Marketing Main Street for the holidays
Snow squalls are in the forecast for Collingswood’s business district through Christmas Eve, creating a winter wonderland for shoppers and diners.
“It’s very Bedford Falls,” borough spokeswoman Cassandra Duffey said.
Facing tough competition from malls and chain stores, Main Streets from Collingswood to Doylestown are working hard this year to market themselves to shoppers on limited budgets. Merchants are working together on discounts, sponsoring giveaways, and revamping traditions. A free parking meter doesn’t cut it anymore.
Last holiday season, the Collingswood business improvement district diverted several thousand advertising dollars to rent snowmaking machines in the hope that impromptu flurries would generate excitement and foot traffic. The machines are at it again, pumping out flakes for store events and weekend caroling under the town’s quarter-million twinkling lights.
“It snows at different spots on Haddon Avenue.
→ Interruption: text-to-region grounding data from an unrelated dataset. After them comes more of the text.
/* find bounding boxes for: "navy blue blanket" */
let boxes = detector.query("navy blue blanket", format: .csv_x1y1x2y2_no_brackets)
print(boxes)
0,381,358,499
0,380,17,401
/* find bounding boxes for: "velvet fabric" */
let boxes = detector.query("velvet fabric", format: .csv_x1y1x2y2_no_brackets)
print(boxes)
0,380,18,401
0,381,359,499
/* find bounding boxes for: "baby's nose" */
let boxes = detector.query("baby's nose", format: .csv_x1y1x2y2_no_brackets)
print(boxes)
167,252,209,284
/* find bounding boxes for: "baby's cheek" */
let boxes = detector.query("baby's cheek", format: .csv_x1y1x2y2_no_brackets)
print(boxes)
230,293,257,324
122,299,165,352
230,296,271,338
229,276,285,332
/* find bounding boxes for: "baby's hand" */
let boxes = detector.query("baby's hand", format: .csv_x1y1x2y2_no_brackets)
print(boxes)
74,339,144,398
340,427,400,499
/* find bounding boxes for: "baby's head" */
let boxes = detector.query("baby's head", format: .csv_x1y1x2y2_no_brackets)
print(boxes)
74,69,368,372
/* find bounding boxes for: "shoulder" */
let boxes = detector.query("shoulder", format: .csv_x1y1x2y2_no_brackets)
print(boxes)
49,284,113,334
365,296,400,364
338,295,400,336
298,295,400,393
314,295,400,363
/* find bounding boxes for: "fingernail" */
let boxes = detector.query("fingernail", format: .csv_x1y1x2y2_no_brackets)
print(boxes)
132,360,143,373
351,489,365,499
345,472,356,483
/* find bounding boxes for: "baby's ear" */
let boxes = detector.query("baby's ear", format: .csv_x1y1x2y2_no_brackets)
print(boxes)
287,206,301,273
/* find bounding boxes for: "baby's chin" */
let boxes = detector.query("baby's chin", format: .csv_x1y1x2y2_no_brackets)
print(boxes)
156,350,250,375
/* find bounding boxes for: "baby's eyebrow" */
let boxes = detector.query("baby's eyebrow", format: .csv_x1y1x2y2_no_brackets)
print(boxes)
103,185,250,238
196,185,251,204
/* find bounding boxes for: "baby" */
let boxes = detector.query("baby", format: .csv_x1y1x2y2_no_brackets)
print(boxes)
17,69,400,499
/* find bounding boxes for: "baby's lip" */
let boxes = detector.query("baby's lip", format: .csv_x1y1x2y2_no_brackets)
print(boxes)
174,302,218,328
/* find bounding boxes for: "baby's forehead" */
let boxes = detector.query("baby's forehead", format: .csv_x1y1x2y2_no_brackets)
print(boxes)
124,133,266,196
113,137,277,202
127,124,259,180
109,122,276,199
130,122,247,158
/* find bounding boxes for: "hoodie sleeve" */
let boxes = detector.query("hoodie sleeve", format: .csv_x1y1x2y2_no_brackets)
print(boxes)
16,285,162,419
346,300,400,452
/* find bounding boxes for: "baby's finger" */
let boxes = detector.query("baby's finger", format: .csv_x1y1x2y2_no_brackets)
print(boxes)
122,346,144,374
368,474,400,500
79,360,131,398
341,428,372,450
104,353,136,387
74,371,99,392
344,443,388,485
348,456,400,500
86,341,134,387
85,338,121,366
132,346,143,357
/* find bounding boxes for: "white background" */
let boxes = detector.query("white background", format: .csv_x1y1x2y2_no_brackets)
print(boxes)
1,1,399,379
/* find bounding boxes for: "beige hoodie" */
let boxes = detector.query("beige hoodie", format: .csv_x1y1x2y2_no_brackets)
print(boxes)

People love it,” Mayor Jim Maley said. “It certainly adds to what Collingswood is at the holidays: a hometown.”
“Everyone is looking to find out what’s going to work postcrash,” said Bill Fontana, executive director of Pennsylvania Downtown Center, a statewide nonprofit dedicated to the revitalization of older communities.
An event like West Chester’s Jingle Elf Run, he said, can acquaint consumers with a business district they didn’t know existed.